From my initial explorations, this approach is robust in the face of needing to change elements of the model. For example, if you tweak the model in Asset Forge, then push it up to Mixamo, rig it, bring it back down, and reimport it, your animations are still stable. I am surprised that I haven't had to even reload the libraries into the animation player.

A relevant disadvantage, though, is that you cannot add your own animations to the animation player. 

Note that I tried the Character Animation Combiner, but every time I did so, I lost my textures. I also watched a video about combining animations in Blender, but I haven't tried that technique yet.
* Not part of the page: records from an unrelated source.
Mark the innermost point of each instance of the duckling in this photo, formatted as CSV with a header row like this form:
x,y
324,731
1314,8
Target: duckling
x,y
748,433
That approach looks like it could make things a little simpler once in the Engine, particularly to rename the animations in a canonical way, but I also like that I can do this without having to round-trip through yet another tool.

Here's a proof of concept created in Godot Engine where tapping a key transitions between a confident strut and some serious dance moves.

Simple transitions for confident boogie

UPDATE: Since taking my initial notes, I tried the approach described in the aforelinked video from FinePointCGI. All things considered, I think that approach is actually simpler than my Blender-avoidance technique. Being able to rename the animations is helpful, as I expected. Having all the animations stored in one .blend file, which can be imported directly into Godot Engine, also saves on cognitive load when looking over the filesystem. I could not have taken his approach without doing the rest of my experimentation, though, coming to understand Asset Forge and Mixamo along the way.

Verdict: Make the model in Asset Forge, upload to Mixamo, let it generate a rig, download all the animations you want (leaving skins on), bring all these into Blender, remove the excess armatures, rename the animations using the action editor of the animation view, save it as a Blender project, import that into Godot Engine, and use the advanced import editor to update looping configurations.